We modified the STRT-seq method for amplification of single-cell transcriptomes by changing the reverse transcription primer, the induced cell barcode, and the unique molecular identifier (UMI).

This requires a different bioinformatics approach.

Raw reads were first segregated based on the cell-specific barcode information in read 2 of the pair-ended reads. Then, sequences in read 1 were trimmed with customized scripts to remove the TSO sequence, the polyA tail sequence and sequences with low-quality bases (N > 10%) or contaminated with adapters. Subsequently, the stripped read 1 sequences were aligned to the hg19 human reference genome.

Therefore I have created separate technology settings "strt-seq" for the original protocol and "strt-seq-2018" for the custom version. I've pushed this new configuration to the "dev" branch so it is possible to update to the development version to try it. There are minor changes to the source code so I expect it will run without errors. I've tested it on raw SRA data in FASTQ format from both publications and confirmed it created Cell Ranger compatible files.

TomKellyGenetics commented 1 year ago

Closing this issue as this technology is now supported. Raw reads from SRR6026844 tested without errors. Please re-open of file another issue if there are still problems with your environment preventing you from replicating this.

adc0032 commented 9 months ago

Hi! has this been added to the main branch and incorporated into what is installed in the docker? I don't have an option for strt-seq-2018 in my docker installation.

TomKellyGenetics commented 9 months ago

v1.2.7 has been merged and released on GitHub. Docker builds are in progress and will be available soon.

TomKellyGenetics commented 9 months ago

@adc0032 @Davidwei7 @kbattenb The latest version (1.2.7) passed docker builds and is now available on dockerhub: https://hub.docker.com/r/tomkellygenetics/universc/tags

This version supports STRT-Seq, PIP-Seq, and VASA-Seq protocols. I have some minor changes to versioning and issues #17 or #20 under consideration but the above technologies should work resolving the above issues #12 and #16.

adc0032 commented 9 months ago

@TomKellyGenetics

Thank you for getting this updated!

Should strt-seq-2018 still be undergoing file format conversion in line 3138?

https://github.com/minoda-lab/universc/blob/7cbd039613b45c64f4b6d8219906aafda28dd5f9/launch_universc.sh#L3662

I don't see it included here in the STRT-Seq section.

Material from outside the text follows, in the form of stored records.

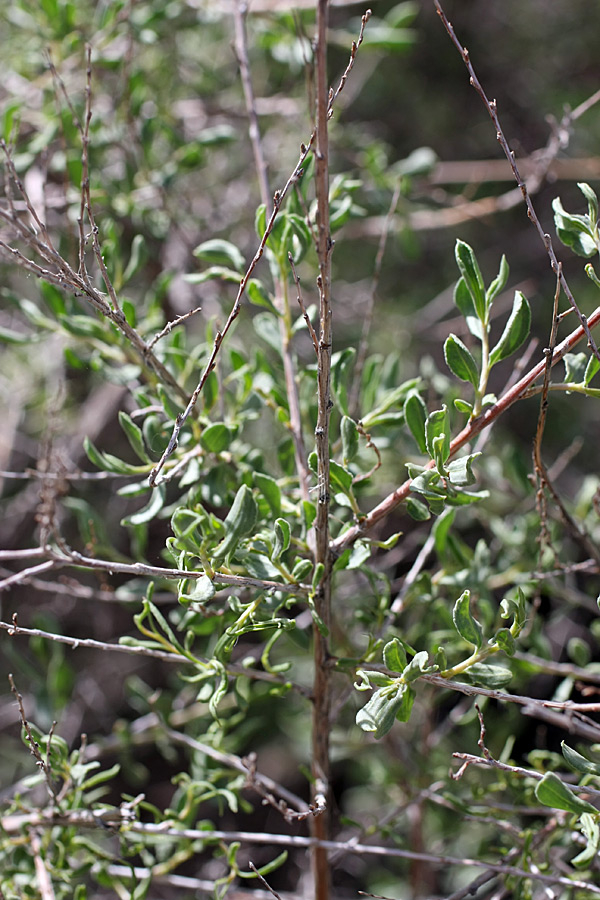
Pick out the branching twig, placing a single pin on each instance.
(471, 430)
(43, 764)
(164, 830)
(171, 325)
(264, 881)
(370, 303)
(43, 876)
(311, 330)
(491, 107)
(235, 311)
(322, 674)
(73, 558)
(139, 650)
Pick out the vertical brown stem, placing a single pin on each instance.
(322, 687)
(285, 327)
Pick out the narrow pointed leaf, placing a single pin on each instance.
(460, 360)
(470, 271)
(499, 282)
(467, 626)
(415, 413)
(552, 792)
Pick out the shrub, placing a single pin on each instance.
(301, 555)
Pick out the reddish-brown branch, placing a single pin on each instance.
(471, 430)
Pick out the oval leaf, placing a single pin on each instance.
(515, 330)
(470, 271)
(415, 413)
(552, 792)
(579, 762)
(220, 252)
(467, 626)
(460, 360)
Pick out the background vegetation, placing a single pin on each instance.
(200, 650)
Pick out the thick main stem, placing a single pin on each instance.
(322, 686)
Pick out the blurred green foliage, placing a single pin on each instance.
(473, 565)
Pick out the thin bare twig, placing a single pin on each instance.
(73, 558)
(278, 198)
(43, 876)
(281, 293)
(34, 748)
(322, 675)
(138, 650)
(370, 303)
(491, 107)
(247, 766)
(264, 881)
(171, 325)
(311, 330)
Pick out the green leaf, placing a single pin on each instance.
(505, 641)
(415, 413)
(270, 491)
(575, 367)
(349, 431)
(379, 714)
(440, 531)
(470, 271)
(552, 792)
(592, 367)
(515, 330)
(150, 511)
(394, 656)
(493, 677)
(460, 360)
(216, 437)
(137, 258)
(499, 282)
(220, 252)
(203, 590)
(258, 296)
(437, 425)
(463, 406)
(467, 626)
(417, 667)
(592, 199)
(579, 762)
(417, 510)
(239, 522)
(341, 366)
(340, 477)
(215, 272)
(576, 232)
(283, 534)
(109, 463)
(134, 436)
(591, 830)
(460, 470)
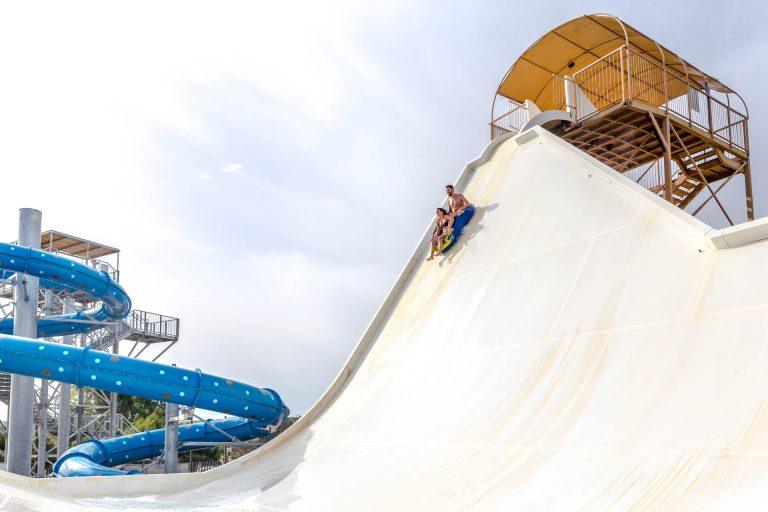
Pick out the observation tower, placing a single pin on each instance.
(636, 106)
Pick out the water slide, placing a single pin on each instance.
(584, 346)
(260, 411)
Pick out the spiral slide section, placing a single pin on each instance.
(261, 410)
(97, 457)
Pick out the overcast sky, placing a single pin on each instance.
(266, 169)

TomKellyGenetics commented 8 months ago

I think not since UMIs are already included in the 2018 custom protocol. It may be necessary to remove the TSO sequence from as described in the paper (by hard trimming R1s) if you are using (paired-end) 10x 5' scRNA chemistry settings. I think it is not necessary to perform TSO conversion on the R2 after the barcode and UMI as you can just use 10x 3' scRNA chemistry settings which ignore the rest of this read.